十二封 閉ざされた帰り道に。

 不覚にも美味しいと思ってしまった。今まで紅茶なんてものはミルクティーやレモンティーしか飲んでこなかったし、こんな大層なカップに注がれたのなんてもってのほか。彼女の踊りはピタッと止まり、またもやふふっと笑いながら再度椅子に足を組んで座った。


「それは良かったわ。初めましてですもの、飲みやすいのを用意したの。お口に召して何よりですわ」


「それで、道具というのは、具体的に何を集めたらいいんですか?」


「そうですね。いえ、今日は辞めておきましょう。お疲れでしょう? また後日でもいいわ」


「えっ、いいんですか? 今日じゃなくて」


「えぇ、そこまで急ぎでもないもの。この日までに、というのはありますけれど、まだ日にちはありましてよ」ニコッと微笑んだ彼女の気遣いは、この紅茶同様、暖まるものがあった。


「じゃあ、お言葉に甘えて……。また明日きます」


「えぇ、そうして頂戴」


「家まで傷一つ、付けずに送り届けてちょうだいね、フューレン」


 そう命令されたカラスは一つ頷き、私の肩目掛けて羽ばたいてきた。肩に乗った後は、相変わらず翼の毛繕いをしていた。呆れ、よりもあんた名前あったんだの驚きの方が強かった。

 

 床に置いてあったバッグを肩にかけ、彼女に一礼して後ろの扉に向かった。


「あっ。あの、来た時にはもう道が塞がれていたんですけど、どうやって帰れば……?」肝心なことを忘れていた、帰り道がないじゃないか。

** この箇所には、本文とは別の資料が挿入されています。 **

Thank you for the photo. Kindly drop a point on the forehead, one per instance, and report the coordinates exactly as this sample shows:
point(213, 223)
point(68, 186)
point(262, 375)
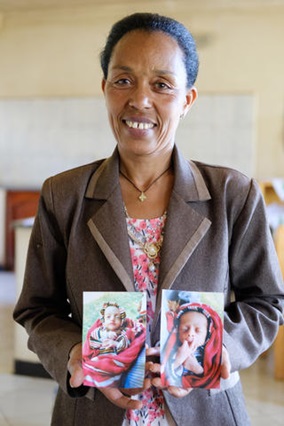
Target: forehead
point(111, 310)
point(193, 317)
point(151, 46)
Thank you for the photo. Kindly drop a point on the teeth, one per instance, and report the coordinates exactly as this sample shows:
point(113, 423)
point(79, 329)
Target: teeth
point(140, 126)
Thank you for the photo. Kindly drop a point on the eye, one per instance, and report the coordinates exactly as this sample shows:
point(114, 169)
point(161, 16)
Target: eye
point(162, 86)
point(122, 82)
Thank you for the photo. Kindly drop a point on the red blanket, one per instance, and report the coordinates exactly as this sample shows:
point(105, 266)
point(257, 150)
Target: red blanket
point(210, 378)
point(106, 370)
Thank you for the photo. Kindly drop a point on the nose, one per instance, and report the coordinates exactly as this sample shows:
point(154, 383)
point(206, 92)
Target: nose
point(191, 332)
point(140, 97)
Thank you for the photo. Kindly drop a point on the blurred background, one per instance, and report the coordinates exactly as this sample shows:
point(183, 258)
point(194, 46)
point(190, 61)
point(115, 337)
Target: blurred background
point(52, 117)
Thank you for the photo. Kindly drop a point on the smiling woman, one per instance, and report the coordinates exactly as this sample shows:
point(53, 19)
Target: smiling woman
point(195, 229)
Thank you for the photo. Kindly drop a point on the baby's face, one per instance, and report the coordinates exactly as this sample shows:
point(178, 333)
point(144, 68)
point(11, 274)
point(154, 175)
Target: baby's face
point(173, 305)
point(193, 328)
point(112, 320)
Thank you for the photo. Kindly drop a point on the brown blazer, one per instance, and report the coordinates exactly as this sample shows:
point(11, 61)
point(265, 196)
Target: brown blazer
point(216, 239)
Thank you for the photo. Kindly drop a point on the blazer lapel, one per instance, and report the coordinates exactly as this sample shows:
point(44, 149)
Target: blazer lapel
point(107, 224)
point(185, 227)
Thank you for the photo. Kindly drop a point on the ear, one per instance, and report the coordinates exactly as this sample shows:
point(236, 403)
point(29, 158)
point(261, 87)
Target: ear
point(190, 98)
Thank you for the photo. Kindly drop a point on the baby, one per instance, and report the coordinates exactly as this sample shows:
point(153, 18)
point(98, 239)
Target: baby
point(192, 354)
point(111, 335)
point(192, 333)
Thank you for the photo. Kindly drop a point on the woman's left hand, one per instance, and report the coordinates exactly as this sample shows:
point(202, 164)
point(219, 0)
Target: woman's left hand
point(155, 368)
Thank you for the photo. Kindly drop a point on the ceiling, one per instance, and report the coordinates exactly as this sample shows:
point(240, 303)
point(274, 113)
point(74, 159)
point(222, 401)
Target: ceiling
point(24, 5)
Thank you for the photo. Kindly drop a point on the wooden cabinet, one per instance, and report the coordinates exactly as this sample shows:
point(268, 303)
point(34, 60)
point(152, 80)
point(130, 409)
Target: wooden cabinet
point(19, 205)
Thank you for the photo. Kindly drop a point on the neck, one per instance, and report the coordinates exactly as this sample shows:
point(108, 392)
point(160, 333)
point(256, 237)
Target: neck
point(143, 171)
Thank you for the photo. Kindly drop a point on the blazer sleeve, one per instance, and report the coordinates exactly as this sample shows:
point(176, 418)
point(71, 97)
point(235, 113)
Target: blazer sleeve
point(252, 318)
point(43, 307)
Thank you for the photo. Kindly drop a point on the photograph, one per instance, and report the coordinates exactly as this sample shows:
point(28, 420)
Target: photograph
point(191, 339)
point(114, 333)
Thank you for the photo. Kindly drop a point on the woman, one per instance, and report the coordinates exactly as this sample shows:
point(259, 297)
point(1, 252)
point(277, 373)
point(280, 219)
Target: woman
point(147, 219)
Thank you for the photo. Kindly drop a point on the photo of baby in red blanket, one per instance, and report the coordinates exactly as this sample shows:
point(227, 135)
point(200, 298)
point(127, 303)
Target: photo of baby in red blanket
point(114, 348)
point(192, 348)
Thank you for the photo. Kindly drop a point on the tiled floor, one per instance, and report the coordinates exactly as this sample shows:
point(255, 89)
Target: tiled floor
point(26, 401)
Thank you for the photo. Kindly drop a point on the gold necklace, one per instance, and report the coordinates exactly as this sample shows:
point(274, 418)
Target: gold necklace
point(142, 197)
point(150, 249)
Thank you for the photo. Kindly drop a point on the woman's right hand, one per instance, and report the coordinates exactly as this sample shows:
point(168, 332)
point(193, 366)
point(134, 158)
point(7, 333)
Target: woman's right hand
point(75, 366)
point(114, 395)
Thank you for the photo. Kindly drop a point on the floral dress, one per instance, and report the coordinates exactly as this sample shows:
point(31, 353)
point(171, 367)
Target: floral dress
point(146, 273)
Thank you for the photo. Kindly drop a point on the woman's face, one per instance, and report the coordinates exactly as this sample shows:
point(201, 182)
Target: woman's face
point(146, 93)
point(193, 328)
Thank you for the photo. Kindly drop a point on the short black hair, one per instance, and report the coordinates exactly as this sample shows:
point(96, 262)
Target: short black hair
point(151, 22)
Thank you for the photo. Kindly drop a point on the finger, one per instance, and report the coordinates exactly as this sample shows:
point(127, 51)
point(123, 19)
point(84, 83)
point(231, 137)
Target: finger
point(154, 368)
point(77, 375)
point(226, 364)
point(116, 397)
point(178, 392)
point(153, 351)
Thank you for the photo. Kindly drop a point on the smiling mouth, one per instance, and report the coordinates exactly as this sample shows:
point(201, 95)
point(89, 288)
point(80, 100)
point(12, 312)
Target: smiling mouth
point(139, 125)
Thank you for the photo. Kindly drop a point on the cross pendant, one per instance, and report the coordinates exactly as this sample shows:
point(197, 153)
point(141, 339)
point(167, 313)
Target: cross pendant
point(142, 197)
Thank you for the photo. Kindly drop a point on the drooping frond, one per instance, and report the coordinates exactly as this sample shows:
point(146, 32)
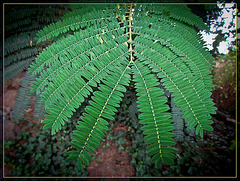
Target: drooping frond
point(182, 72)
point(77, 88)
point(154, 117)
point(98, 46)
point(23, 99)
point(91, 130)
point(178, 121)
point(77, 20)
point(39, 111)
point(21, 24)
point(15, 68)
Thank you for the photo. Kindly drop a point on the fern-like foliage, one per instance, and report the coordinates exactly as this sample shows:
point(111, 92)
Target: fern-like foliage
point(106, 46)
point(22, 22)
point(23, 99)
point(177, 121)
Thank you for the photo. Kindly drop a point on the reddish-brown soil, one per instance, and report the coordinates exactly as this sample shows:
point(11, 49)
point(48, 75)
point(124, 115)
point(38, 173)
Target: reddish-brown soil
point(108, 161)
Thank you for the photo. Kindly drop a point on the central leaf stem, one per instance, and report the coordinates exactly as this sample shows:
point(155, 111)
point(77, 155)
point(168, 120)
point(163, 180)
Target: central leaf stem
point(130, 33)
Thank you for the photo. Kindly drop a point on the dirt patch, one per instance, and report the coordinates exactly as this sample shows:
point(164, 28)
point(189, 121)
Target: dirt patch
point(108, 162)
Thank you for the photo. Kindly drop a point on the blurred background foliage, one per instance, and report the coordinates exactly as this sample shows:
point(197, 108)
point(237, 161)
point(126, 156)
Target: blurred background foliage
point(36, 153)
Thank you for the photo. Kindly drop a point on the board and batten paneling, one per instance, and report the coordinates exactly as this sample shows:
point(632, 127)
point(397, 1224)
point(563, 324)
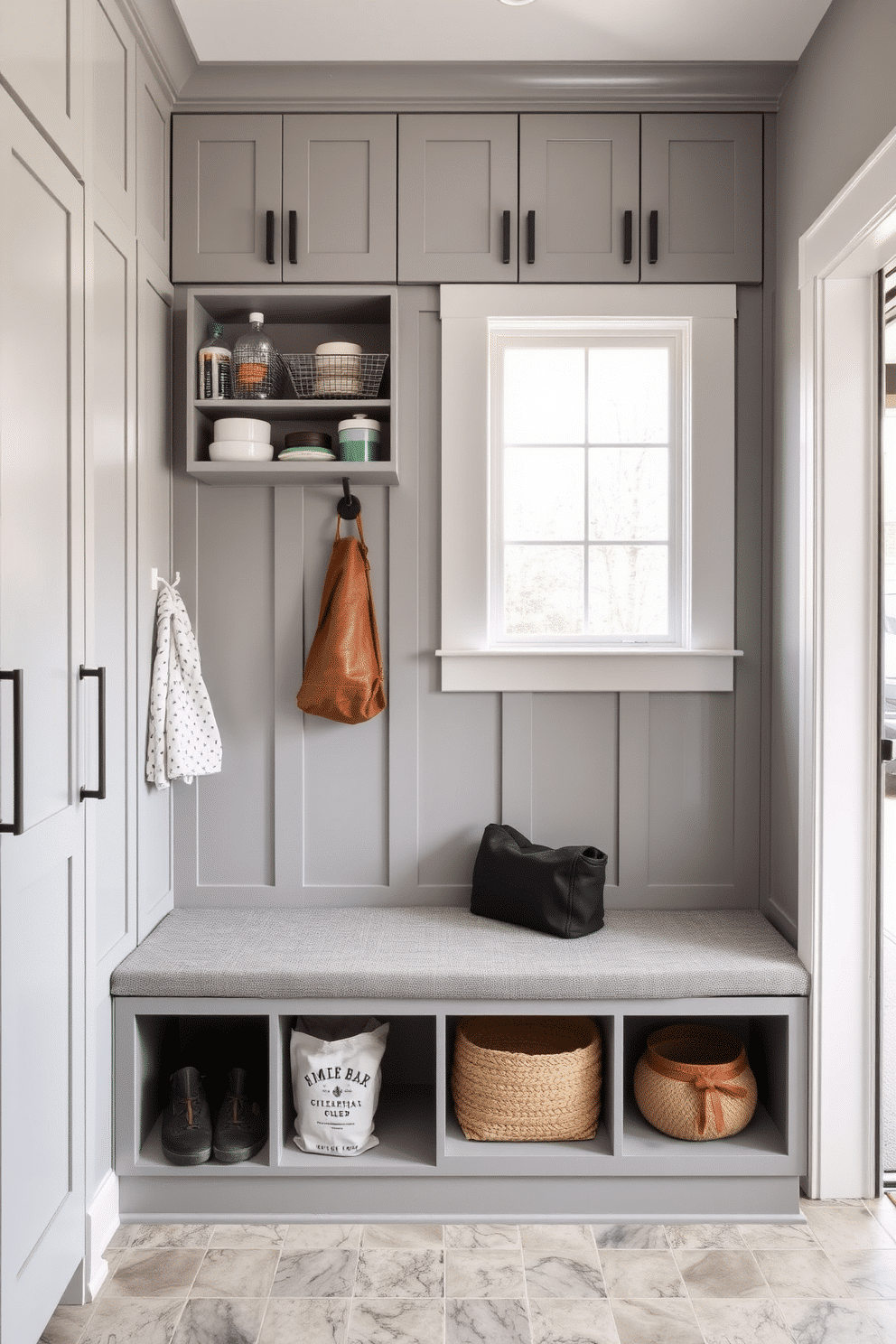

 きょとんとする彼女に、私はなにか変なことをいってしまったのかと不安になった。だがそれも束の間、あぁという彼女の声に、変なことではなかったのだと安堵した。


「そのまま茨に歩き出してもらって結構よ。痛みなんかはないから、それも安心して頂戴ね」


 ただの目くらまし? なのだろうか。無事に帰れることに胸を撫でおろす。分かりましたと一言、また扉へと歩き出した。ドアノブに手をかけ、扉を閉める際に見た彼女の服は戻っていて、その表情はとても穏やかに笑っていた。